4. THE "PRODUCTION" ON THEIR RECORDS
The scene is Olympic Sound Studios, London, May 10, 1963 as recording of “Come On,” the Rolling Stones' first release, has just been completed:
Roger Savage (engineer): "What about the mixing?"
Andrew Loog Oldham (producer): "What's mixing?"
And thus the stage was shakily set for decades of recordings which in many ways gave birth to, and in retrospect certainly define, the very essence of garage (aka grunge, roots, and/or punk) rock. From their initial cacophonous Oldham-by-the-seat-of-his-Levis sessions straight on up to their current multi-million-dollar-yet-still-somehow-Portastudioesque-sounding productions, Rolling Stones records are best-selling examples of the fine are of Feeling over Finesse; of Emotion over Edification.
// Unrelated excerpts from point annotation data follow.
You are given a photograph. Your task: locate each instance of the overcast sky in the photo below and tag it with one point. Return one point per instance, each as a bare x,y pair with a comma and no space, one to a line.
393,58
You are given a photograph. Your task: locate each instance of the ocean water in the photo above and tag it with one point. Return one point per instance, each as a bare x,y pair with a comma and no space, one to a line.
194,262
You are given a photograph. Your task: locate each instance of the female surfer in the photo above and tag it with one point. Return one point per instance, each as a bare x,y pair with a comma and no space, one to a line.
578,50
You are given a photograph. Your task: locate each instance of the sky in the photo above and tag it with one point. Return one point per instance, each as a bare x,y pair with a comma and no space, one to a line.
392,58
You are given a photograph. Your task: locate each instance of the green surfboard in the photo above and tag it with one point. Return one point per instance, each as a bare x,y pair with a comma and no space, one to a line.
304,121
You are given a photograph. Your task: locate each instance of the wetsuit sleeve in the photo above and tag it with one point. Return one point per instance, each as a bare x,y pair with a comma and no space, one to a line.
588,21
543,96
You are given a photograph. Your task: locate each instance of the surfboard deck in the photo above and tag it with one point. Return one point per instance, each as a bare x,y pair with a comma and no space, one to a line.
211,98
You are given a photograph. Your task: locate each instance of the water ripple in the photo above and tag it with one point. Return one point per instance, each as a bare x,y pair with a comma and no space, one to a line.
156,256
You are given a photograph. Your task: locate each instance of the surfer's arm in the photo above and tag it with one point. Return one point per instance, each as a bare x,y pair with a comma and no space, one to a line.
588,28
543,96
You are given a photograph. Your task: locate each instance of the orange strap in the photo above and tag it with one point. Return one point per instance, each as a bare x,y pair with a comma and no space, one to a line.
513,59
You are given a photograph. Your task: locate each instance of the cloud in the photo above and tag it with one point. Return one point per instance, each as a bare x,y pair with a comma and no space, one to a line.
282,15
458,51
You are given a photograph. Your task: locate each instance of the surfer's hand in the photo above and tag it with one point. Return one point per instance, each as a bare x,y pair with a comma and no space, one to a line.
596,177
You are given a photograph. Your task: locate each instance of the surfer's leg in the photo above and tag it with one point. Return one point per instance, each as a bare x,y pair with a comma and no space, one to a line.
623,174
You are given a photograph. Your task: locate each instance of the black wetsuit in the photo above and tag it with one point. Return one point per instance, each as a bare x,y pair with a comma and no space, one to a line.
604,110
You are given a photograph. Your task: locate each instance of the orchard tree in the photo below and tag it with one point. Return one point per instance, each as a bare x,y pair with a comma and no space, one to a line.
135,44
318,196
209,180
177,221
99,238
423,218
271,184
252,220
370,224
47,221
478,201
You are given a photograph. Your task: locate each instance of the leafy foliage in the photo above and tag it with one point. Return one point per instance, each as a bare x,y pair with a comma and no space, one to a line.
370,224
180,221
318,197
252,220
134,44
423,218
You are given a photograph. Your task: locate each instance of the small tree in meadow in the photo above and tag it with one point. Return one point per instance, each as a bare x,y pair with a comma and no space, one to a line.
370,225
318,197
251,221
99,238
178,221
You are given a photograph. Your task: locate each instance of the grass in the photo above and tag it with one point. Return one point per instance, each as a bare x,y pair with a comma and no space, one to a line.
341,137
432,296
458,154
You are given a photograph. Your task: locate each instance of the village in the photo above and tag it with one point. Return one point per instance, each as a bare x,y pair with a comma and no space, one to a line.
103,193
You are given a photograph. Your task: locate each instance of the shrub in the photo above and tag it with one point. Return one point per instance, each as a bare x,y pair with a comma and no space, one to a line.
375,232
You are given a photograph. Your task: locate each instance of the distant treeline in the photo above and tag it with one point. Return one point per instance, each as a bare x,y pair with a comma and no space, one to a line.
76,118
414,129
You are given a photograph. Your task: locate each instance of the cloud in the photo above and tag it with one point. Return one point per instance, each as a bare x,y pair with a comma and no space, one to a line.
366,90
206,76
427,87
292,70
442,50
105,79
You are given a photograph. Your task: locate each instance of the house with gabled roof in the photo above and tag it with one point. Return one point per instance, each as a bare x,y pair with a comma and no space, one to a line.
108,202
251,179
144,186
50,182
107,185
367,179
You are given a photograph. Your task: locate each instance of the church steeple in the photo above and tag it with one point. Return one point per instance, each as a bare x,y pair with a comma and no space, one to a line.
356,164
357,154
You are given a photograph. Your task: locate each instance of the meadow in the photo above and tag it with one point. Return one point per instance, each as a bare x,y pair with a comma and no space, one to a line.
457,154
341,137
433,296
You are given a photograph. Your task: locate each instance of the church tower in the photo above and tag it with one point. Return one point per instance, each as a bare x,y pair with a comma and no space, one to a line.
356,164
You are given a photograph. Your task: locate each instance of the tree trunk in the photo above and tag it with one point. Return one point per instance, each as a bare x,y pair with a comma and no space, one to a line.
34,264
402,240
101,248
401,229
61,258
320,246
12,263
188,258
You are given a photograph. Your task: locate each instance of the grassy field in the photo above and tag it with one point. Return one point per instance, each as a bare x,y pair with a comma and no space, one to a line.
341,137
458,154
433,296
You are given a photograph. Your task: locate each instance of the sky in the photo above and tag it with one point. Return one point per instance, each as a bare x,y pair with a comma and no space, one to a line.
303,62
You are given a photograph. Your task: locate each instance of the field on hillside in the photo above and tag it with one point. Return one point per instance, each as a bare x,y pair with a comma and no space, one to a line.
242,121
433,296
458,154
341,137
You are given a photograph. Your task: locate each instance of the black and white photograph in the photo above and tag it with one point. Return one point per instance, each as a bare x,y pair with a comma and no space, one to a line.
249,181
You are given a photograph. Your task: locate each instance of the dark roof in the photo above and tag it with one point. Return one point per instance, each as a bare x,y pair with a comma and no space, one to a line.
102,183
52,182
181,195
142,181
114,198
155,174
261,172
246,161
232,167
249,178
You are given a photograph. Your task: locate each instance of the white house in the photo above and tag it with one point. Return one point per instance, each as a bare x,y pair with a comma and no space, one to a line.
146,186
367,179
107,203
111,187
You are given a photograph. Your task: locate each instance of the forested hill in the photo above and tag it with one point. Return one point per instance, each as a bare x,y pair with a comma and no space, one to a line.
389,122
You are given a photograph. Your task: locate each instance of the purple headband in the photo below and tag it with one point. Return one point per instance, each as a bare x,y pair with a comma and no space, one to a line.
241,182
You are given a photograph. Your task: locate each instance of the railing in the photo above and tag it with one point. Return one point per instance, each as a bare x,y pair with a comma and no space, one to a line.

And the ultimate irony? "Come On" is now available on CD.
5. CHARLIE WATTS' DRUMMING
Especially on "Paint It, Black"!
6. THEIR ALBUM COVERS
From "December's Children" to (the untruncated original issue of) "Some Girls”, without forgetting “Through The Past Darkly,” “Sticky Fingers” (particularly the Spanish edition!) and the until-recently-banned “Beggars Banquet,” Stones songs have always come both lovingly and luridly packaged inside the most quintessential photos, graphics and liner notes this side of “The Who Sell Out.” Grand Prize Winner? Without a doubt the bloody-morning-after portrait adorning the superb “Between The Buttons,” again starring Brian “Miss Amanda” Jones. (Runner-up: the infamous she-male sleeve on the “Have You Seen Your Mother, Baby, Standing In The Shadow” single).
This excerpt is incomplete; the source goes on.